The number one film of the weekend was Hugh Jackman’s robot-boxing film, Real Steel, which came in around expectations but below the studio’s higher hopes. Interestingly, while it’s $27 million opening was only in the middle-of-the-pack where it concerns robot movies (it was the 12th largest opening in that category), it was the highest grossing opening weekend ever for a boxing movie (besting Rocky IV) and second highest opening for a sports-drama, behind only The Blind Side. The lesson, of course, is if you’re going to mash-up genres, boxing movies and sports dramas haven’t had a ton of overall success with audiences. The studio might have been better off pitting the robot boxers against aliens and using zombies as spectators. Actually, that sounds kind of awesome.
Robot movies overall have done well at the box office. However, if you look at the 20 highest grossing robot/cyborg movies of all time, you’ll also notice that, historically, robot movies aren’t very good. Of the top 20, I’d only count only four of them as excellent flicks, and two of those are Terminator installments. Here’s the top 20, and note that Real Steel will undoubtedly enter it in the coming weeks, and probably land somewhere between The Stepford Wives and A.I..
1. Transformers: Revenge of the Fallen: $402 million
2. Transformers: Dark of the Moon: $352 million
3. Transformers: $319 million
4. Wall-E: $223 million
5. Terminator 2: Judgement Day: $202 million
6. Terminator 3: Rise of the Machines: $153 million
7. I, Robot: $144 million
8. Robots: $128 million
9. Terminator Salvation: $125 million
10. Inspector Gadget: $97 million
11. Star Trek: First Contact: $92 million
12. A.I. Artificial Intelligence: $78 million
13. The Stepford Wives: $59 million
14. Bicentennial Man: $58 million
15. Robocop: $53 million
16. Robocop II: $45 million
17. Short Circuit: $40 million
18. Surrogates: $38 million
19. The Terminator: $38 million
20. Sky Captain and the World of Tomorrow: $37 million
The other new wide release this weekend was the stellar The Ides of March, the political thriller directed and starring George Clooney. It’s the fifth top notch film released since the the second week of September and the second starring Ryan Gosling. Ides, however, opened slightly lower than Drive, $10.4 million and $11.3 million respectively. Clooney hasn’t had a $100 million movie since Ocean’s 13, and Ides won’t change that. But he does make profitable films (except for Leatherheads), capitalizing on modest budgets. Ides is no exception. With an estimated $12 million budget, Ides should be profitable by next weekend. The inevitable Oscar nods to Gosling and Phillip Seymour-Hoffman should also give it a boost on DVD, as well.

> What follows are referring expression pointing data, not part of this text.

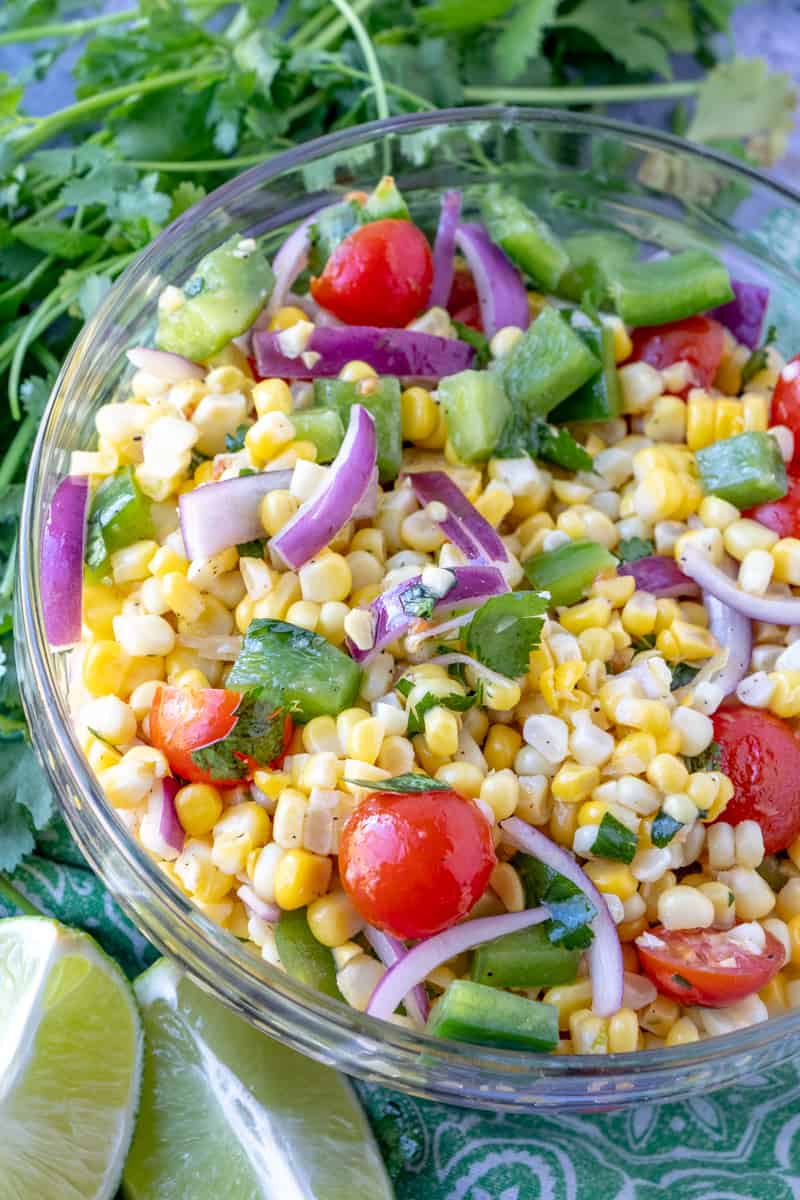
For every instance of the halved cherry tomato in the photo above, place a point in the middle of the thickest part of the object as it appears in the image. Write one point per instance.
(415, 863)
(379, 275)
(782, 516)
(707, 966)
(761, 754)
(698, 341)
(786, 402)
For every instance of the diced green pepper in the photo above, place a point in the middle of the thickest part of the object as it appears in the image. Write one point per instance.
(745, 469)
(379, 397)
(296, 670)
(548, 364)
(600, 399)
(525, 959)
(302, 955)
(569, 571)
(469, 1012)
(527, 239)
(476, 408)
(661, 289)
(119, 515)
(221, 300)
(320, 426)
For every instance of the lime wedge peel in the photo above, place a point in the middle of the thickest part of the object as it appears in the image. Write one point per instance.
(71, 1051)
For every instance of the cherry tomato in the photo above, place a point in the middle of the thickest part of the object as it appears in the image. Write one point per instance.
(379, 275)
(786, 402)
(762, 755)
(696, 340)
(415, 863)
(707, 966)
(182, 721)
(782, 516)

The rest of the top 10 were holdovers: Dolphin Tale ($9.1 million), Moneyball ($7.5 million), and 50/50 rounded out the top five. 50/50 had the best hold (dropping only 36 percent) and its $17 million cumulative gross far exceeds its $8 million budget. I mention this because, while the overall box office for the falls five best films have not been outstanding, they’ve all been profitable, save for Warrior ($13 million on a $25 million budget). Work for JGL, Clooney, Brad Pitt, and Gosling won’t be drying up anytime soon.
And because you clearly needed to know, The Human Centipede 2: Full Sequence opened with $54,000 on 18 theaters, a paltry $3,000 opening. If the Human Centipede franchise got paid in blog posts, it’d be huge. In the real world, no one gives a shit. And that’s really as it should be.